A dare omaggio alla poetessa numerosi messaggi di affetto si sono alternati nel corso della cerimonia, insieme a poesie e canti. Tra chi ha voluto ricordarla l'assessore alla Cultura di Roma, Miguel Gotor, le scrittrici Nadia Fusini e Ginevra Bompiani e la cantante Diana Tejera che ha intonato il sul brano "al cuore" in memoria della scrittrice italiana

La camera ardente in Campidoglio

Un tappeto di rose bianche ricopre la bara di Patrizia Cavalli per l’ultimo saluto. Le immagini di una vita intera e le parole che l’hanno resa famosa scorrono sullo schermo posizionato in fondo alla Sala della Promoteca del Campidoglio. A fare da cornice, tutto intorno, le decine di persone che si sono riunite oggi, insieme ad amici e parenti, per rendere omaggio un’ultima volta alla scrittrice. Di fianco a vasi di ortensie bianche e mazzi colorati che in tanti le hanno voluto donare, anche la grande corona di rose rosse e gialle di Roma Capitale. A dare omaggio alla poetessa numerosi messaggi di affetto si sono alternati nel corso della cerimonia, insieme a poesie e canti. Tra chi ha voluto ricordarla l’assessore alla Cultura di Roma, Miguel Gotor, le scrittrici Nadia Fusini e Ginevra Bompiani e la cantante Diana Tejera che ha intonato il sul brano “al cuore” in memoria della scrittrice italiana.

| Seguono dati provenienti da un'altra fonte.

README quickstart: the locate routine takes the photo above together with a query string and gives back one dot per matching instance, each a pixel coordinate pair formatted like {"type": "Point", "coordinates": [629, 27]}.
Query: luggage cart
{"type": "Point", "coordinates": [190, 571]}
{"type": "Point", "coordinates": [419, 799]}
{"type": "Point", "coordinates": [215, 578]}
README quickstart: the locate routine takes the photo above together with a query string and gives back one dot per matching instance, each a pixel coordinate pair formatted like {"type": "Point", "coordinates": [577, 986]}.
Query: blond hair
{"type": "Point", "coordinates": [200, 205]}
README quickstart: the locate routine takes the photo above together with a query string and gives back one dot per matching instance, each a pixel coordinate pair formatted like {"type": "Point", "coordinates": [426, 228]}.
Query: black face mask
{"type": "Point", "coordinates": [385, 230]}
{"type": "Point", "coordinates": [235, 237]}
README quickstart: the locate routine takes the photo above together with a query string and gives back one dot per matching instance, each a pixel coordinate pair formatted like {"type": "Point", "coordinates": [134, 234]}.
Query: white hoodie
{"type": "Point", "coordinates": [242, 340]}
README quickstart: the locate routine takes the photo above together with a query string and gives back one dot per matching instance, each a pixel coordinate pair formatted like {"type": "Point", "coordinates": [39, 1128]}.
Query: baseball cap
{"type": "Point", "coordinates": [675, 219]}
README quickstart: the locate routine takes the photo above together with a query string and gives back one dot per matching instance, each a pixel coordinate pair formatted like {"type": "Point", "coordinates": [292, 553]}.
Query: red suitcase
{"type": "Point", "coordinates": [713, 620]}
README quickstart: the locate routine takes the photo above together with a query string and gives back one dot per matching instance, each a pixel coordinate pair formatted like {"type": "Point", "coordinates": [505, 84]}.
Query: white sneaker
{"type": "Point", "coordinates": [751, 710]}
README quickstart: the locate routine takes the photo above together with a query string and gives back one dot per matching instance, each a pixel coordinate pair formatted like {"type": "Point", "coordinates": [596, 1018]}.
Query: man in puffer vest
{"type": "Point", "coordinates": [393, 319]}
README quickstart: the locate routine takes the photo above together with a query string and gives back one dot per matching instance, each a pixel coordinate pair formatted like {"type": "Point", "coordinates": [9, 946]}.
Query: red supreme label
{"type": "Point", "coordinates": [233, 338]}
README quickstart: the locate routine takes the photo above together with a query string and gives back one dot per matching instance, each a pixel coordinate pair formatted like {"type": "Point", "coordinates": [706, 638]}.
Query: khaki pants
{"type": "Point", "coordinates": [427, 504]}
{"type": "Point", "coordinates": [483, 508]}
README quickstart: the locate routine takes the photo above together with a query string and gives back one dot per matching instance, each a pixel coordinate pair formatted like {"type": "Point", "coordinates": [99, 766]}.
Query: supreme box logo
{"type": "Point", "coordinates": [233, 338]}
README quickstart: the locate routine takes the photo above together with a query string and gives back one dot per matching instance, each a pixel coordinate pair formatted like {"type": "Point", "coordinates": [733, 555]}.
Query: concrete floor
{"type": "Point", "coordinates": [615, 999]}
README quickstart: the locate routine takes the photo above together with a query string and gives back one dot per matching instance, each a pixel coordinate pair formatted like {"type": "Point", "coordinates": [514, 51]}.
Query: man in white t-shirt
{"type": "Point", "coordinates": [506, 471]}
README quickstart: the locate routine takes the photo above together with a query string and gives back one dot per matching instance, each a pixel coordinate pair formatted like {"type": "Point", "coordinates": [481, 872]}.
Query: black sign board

“Ho pensato che il modo migliore per affrontare questo compito fosse quello di valorizzare al massimo l’occasione, direi la fortuna, di poter celebrare la morte di una poetessa che ho letto da ragazzo e che ho conosciuto attraverso i suoi pezzi – ha detto l’assessore alla Cultura di Roma, Miguel Gotor -. Patrizia ci ha ricordato una cosa semplice: che esistono ancora i poeti e che ancora servono. Parole mai fredde, auliche o astratte perché alla radice del suo sguardo c’era sempre un approccio con il mondo. Con lei – ha sottolineato – se ne va una delle voci poetiche più importanti e amate; e se ne va anche una parte di Roma che però si impegnerà nelle varie forme possibili per perpetuarne la memoria. Patrizia se n’è andata nel giorno più lungo dell’anno – ha concluso Gotor -: nel solstizio d’estate, quello della luce nuova e promettente che ha segnato la maggior parte delle sue poesie. Che la terra le sia lieve come è stato il dono che ha ricevuto della parola”.

“Patrizia si è trovata per tutta la vita a maneggiare o essere maneggiata dalla lama implacabile della sua intelligenza e dal fuoco ardente e furioso del suo corpo – ha ricordato la scrittrice Ginevra Bompiani -. Non so se ho mai conosciuto una donna più intelligente di lei, e non ho conosciuto molte persone più poeticamente e furiosamente vere di lei. Poeticamente sì, perché il luogo d’incontro di corpo e intelligenza è la poesia. Forse per questo è stata così intensamente e profusamente poetica, perché questo era il solo luogo della sua sopravvivenza”.